Ultimately, though, “Freddie” turns on Harvey Guillén and Kayvan Novak, who demonstrate once again why this relationship is where What We Do In The Shadows has invested so much of its admittedly sporadic character development energy over the years. The show takes Guillermo’s feelings about his sewage-strewn living situation, his general disrespect from the housemates, and his fruitless quest to become a vampire pretty lightly. But it always takes his feelings about Nandor—and his need for Nandor to see him as more than just an expression of his endless desire to have stuff—seriously. So when Guillermo expresses to Nandor that he’s genuinely hurt him, it hits. So does Novak’s reaction; he’s always been good at projecting a childlike innocence that endlessly threatens to leak through Nandor’s haughty self-regard, and the moment when his face opens up as he realizes he’s really hurt his best friend rings true.

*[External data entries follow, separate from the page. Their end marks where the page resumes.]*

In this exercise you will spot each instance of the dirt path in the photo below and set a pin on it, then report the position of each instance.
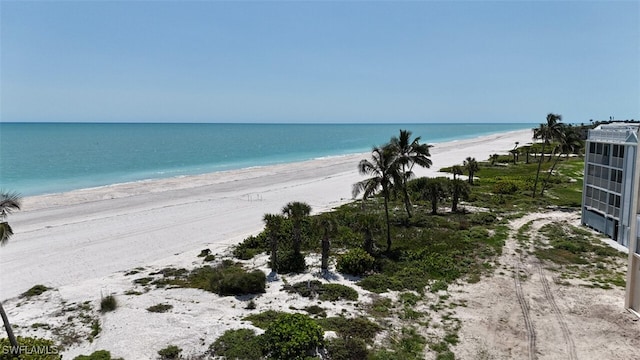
(518, 313)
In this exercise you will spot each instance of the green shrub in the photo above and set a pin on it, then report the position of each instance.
(250, 247)
(347, 349)
(263, 319)
(108, 303)
(47, 350)
(160, 308)
(351, 328)
(35, 291)
(170, 352)
(237, 344)
(334, 292)
(240, 283)
(506, 187)
(204, 252)
(292, 337)
(355, 262)
(482, 218)
(96, 355)
(291, 262)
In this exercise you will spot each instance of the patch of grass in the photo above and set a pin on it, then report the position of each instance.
(263, 319)
(316, 310)
(237, 344)
(108, 303)
(358, 327)
(335, 292)
(34, 291)
(170, 352)
(380, 307)
(160, 308)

So: busted nightclub, heartbroken hero, terrifying teenager. We’re clearly at the all-is-lost moment of the season. The only thing left to do is tune in next week, and see if “Sunrise, Sunset” can grant our main characters a dose of the same happiness we see tonight from the guy dating his own magically created clone, or the hyper-flexible clown. Fingers crossed!

Stray observations

  • I rolled my eyes a bit at the celebrity cameos from Coppola, Mars, and Jim Jarmusch, but the reveal of the “Celebrity Special” got the first big laugh of the night out of me. “Surely they won’t kill them” I caught myself thinking, foolishly—right before Coppola’s head came off.

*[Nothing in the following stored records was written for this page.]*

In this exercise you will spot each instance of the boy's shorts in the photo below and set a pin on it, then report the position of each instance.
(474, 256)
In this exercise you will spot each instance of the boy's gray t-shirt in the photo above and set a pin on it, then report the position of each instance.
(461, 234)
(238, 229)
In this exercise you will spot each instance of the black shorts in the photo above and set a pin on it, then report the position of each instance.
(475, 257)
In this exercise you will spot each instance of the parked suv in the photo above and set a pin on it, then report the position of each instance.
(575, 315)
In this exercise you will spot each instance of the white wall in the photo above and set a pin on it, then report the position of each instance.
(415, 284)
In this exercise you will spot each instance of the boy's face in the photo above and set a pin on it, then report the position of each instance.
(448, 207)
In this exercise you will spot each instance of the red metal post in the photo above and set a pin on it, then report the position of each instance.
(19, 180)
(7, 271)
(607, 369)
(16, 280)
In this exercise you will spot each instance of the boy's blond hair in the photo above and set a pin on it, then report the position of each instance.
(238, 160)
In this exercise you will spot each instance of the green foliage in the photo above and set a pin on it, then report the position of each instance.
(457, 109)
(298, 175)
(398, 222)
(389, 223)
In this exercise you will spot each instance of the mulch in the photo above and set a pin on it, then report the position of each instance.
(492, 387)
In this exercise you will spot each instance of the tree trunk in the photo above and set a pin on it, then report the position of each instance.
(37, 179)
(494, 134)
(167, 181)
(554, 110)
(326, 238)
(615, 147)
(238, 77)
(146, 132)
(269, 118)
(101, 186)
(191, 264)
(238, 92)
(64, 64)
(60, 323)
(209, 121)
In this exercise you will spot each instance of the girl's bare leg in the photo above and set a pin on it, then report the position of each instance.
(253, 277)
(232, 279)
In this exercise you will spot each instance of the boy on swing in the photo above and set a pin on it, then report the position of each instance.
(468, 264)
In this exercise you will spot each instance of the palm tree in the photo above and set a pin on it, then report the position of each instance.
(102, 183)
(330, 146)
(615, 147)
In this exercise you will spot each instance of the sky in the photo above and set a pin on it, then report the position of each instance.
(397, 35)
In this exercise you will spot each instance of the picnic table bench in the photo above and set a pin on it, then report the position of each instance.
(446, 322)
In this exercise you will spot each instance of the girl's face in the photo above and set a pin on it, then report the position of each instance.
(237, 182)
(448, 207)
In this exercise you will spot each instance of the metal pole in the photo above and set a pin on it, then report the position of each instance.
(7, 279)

  • Call Me Colin contains a number of Laszlo Cravensworth originals (as seen way back in “Collaboration”), including “Kokomo, Seafarer’s Song” and “Cum On Irene.” (It was “Chum On, Irene” back in season 2; I’m noting this mostly so people won’t yell at me if they fix or change it between my review screener and the broadcast version.)
  • I’ll miss Fakhri, who really made the most of Marwa’s magically-induced blandness. (Or, as Nandor puts it: “Fuck, she’s boring.”)
  • Laszlo lists the great vampire musical acts: “Gloria Estefang. Bloody Holly. Bat Stevens. Batboy Slim. Paul And Throates. Tame Impaler. The Undead Kennedys.”
  • “Rest in peace, Sofia Copp…opola.”
  • Highlights from the child act auditions include the spelling bee kid who is repped by “Grandpa and Grandma” and who gets Nadja to loudly declare, “Your bullies are not doing a good enough job!”
  • Nadja singing about a large bird “stealing all my brothers” once is funny; twice is magical. “I realized that the egg was me!”
  • Nandor, when Guillermo lays it all out for him: “Stop saying things that I have done!”
  • The reveal of the identifying signs on the back of both Freddies killed me.
  • Nandor, after releasing his Freddie (who he decides not to turn back into Marwa, because “she seems happier this way”) to see the world: “I suppose I am the one who is now granting a wish…. Fucking sucks.”
  • Laszlo bursts back into Nadja’s with a foolproof plan to save the club: “I’ve heard of this amazing clown who can suck himself dry!”
  • “Impaler Swift. Bruno Scars. Lindsay Suckingham. Bonnie Wraith. Wraith Hill. Wraith Evans. Billy Wraith Cyrus. Wraith No More. Wraith Charles. I could go on.” God, this must be a fun writers’ room.